Is it deprecated because Struts2 has been improved to where setters are no longer an issue? Or is it a case of merging this with a broader rule that should be a superset of this rule? (I hope it’s not one of those cases I’ve complained about – e.g., [SONARJAVA-4017] - Jira – of replacing a specific, reliable rule with a general, but unreliable, rule.) Or is it just “McCoy’s Law” (“I know engineers, they LOVE to change things.”
Any rule deprecation should be accompanied by the reason for the deprecation.
Thanks for the feedback. Indeed, for future deprecations, we will consider adding more context to the rule’s documentation to explain the reasoning.
In this particular case, over the last few years, we have greatly improved our dedicated security engine, which leverages taint flow analysis to detect security issues more reliably. As a result, we deprecated a collection of less sophisticated hotspot rules, to reduce the noise they generate for our users.

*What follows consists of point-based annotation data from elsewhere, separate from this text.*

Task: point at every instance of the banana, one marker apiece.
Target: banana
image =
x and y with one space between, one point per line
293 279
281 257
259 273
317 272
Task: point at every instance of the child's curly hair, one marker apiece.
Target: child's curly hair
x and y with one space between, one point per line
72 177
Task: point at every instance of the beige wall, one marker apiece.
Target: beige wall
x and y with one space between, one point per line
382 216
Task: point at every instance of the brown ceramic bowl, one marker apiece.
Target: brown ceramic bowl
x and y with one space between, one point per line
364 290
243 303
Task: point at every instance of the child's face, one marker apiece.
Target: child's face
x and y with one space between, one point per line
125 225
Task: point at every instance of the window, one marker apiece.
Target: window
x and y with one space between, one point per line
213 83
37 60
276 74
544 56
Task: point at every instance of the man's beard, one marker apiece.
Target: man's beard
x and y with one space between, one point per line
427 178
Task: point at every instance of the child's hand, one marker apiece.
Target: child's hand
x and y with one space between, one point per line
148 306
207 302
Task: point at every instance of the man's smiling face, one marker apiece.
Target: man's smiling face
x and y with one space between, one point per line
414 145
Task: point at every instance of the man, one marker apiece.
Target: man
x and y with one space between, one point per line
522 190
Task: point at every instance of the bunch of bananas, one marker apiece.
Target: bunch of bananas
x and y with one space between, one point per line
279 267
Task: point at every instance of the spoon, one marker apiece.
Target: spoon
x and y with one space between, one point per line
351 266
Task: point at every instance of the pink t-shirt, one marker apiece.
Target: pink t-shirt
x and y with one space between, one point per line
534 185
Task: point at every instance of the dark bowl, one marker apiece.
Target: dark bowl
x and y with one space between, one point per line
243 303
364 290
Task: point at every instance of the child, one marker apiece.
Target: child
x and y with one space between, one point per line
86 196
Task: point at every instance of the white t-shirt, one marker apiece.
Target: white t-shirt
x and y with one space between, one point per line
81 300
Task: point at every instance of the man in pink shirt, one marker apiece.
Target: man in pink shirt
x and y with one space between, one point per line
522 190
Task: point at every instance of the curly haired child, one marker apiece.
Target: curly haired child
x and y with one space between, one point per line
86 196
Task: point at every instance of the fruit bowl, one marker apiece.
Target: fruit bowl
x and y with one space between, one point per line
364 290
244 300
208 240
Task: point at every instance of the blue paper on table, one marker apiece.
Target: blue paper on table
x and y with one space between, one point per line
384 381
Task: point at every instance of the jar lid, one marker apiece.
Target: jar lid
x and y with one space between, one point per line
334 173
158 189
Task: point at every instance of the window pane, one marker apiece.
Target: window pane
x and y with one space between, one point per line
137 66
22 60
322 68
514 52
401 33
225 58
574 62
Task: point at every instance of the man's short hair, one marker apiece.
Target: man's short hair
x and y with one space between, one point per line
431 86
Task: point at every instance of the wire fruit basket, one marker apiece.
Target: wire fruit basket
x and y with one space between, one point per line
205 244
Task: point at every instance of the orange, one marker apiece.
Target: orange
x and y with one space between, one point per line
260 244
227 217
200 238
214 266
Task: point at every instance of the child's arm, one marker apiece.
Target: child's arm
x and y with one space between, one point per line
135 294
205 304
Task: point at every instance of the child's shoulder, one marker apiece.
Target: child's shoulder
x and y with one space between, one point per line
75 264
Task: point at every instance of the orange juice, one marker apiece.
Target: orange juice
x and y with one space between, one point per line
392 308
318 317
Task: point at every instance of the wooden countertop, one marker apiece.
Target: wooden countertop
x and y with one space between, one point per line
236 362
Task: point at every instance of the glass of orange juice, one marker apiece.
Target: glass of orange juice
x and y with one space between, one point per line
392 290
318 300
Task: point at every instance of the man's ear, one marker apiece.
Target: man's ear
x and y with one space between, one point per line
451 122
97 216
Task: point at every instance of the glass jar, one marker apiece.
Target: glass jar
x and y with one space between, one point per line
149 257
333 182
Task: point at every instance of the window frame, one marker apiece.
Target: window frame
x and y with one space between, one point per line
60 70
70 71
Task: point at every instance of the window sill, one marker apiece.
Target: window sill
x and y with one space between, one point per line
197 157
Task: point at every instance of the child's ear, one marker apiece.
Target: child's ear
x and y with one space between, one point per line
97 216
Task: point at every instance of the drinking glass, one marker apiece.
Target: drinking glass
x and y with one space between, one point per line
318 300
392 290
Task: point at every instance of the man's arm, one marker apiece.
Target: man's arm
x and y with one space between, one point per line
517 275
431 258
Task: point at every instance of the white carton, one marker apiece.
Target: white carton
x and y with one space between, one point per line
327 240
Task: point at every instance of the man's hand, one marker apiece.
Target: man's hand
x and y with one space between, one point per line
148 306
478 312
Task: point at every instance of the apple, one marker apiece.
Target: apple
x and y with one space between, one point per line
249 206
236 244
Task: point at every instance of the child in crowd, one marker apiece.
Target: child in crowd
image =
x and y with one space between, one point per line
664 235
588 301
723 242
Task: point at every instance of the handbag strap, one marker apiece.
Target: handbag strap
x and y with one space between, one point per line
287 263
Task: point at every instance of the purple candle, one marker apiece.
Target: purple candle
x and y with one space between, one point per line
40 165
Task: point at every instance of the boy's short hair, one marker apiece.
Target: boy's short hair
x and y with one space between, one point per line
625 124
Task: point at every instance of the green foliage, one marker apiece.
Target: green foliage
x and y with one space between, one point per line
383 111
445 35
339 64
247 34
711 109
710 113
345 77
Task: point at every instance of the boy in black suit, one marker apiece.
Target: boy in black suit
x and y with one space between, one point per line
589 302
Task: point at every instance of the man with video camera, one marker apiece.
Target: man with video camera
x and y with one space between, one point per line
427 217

Ah, so sounds like the opposite of my earlier complaint. You’re replacing a generic “this COULD be risky” rule with specific analysis to determine whether or not a use is ACTUALLY a vulnerability?
Exactly. While the old rules did not check whether a “risky” library endpoint was actually used in a problematic way, the new security engine does exactly that and intends to only raise an issue iff the library endpoint is used in a way that allows for some form of injection by an attacker.